The Securities & Exchange Board of India (Sebi) is considering lifting a decade-old ban on the futures trading of two pulse varieties – tur and urad, sources told FE. With fears of inflationary pressure in pulses having been abated due to a bumper harvest in 2016-17 and the government inventory brimming with around two million tonne of pulses stocks, the regulator is weighing the possibility of lifting the ban, sources said. The review of the ban has started but a final decision on allowing such futures could be taken after factoring in production estimates as areas under pulses are down by almost 4% from a year earlier, the sources said.
Prices of tur started plunging late last year as farmers, encouraged by record prices in 2015-16, stepped up sowing of the key pulse variety, leading to an all-time-high production level of 4.78 million tonne in 2016-17. This was 87% higher than the production in the previous year and far exceeded the target of 3.62 million tonne for 2016-17.
Such an annual jump was rare in tur production, which had remained stagnant in the range of 2-3.2 million tonne since the turn of the century. The crop year runs from July through June.
In the case of urad too, production surged to 2.8 million tonne in 2016-17, against the actual output of 1.95 million tonne in the previous year and the target of 2.15 million tonne for the previous year.
The bumper harvests of pulses drove down prices sharply and prompted the government to undertake procurement operations at the benchmark prices to prevent distress sales by farmers.
Wholesale price inflation in pulses dropped to -32.56% in July 2017 from 18.18% in October last year when the harvesting of the 2016-17 kharif crops, including tur, picked up pace.

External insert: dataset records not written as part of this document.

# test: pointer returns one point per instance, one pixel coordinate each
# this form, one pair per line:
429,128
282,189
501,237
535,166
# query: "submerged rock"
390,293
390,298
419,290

Such a situation has also prompted the regulator to review the ban on futures trading in these pulse varieties.
Following pressure from the Left parties, the UPA government had impressed upon the Forward Markets Commission (FMC) to ban futures trading of tur and urad, apart from rice and wheat, in 2007 on the ground that such trading was contributing to high inflation, even though the then commodity markets regulator (which was under the administrative control of the consumer affairs ministry) had reservations about any such assumptions.
The FMC then commissioned a study by IIM-Bangalore, which found no correlation between furtures trading and inflation.
Later, the Abhijit Sen committee, set up by the government to study the matter, made it clear that there was no conclusive evidence of futures trading stoking price pressure.
Still, curbs on farm commodities, including rubber, soyabean, sugar and chana (gram), had also been periodically imposed on the similar pretext and later withdrawn.
While the ban on rice and wheat futures was lifted, that on tur and urad still remains. Earlier this year, Sebi had lifted a one-year-old ban on chana. The policy flip-flops have dented investor confidence in the futures market of agri commodities and stunted its growth over the years far below potential, analysts have often said.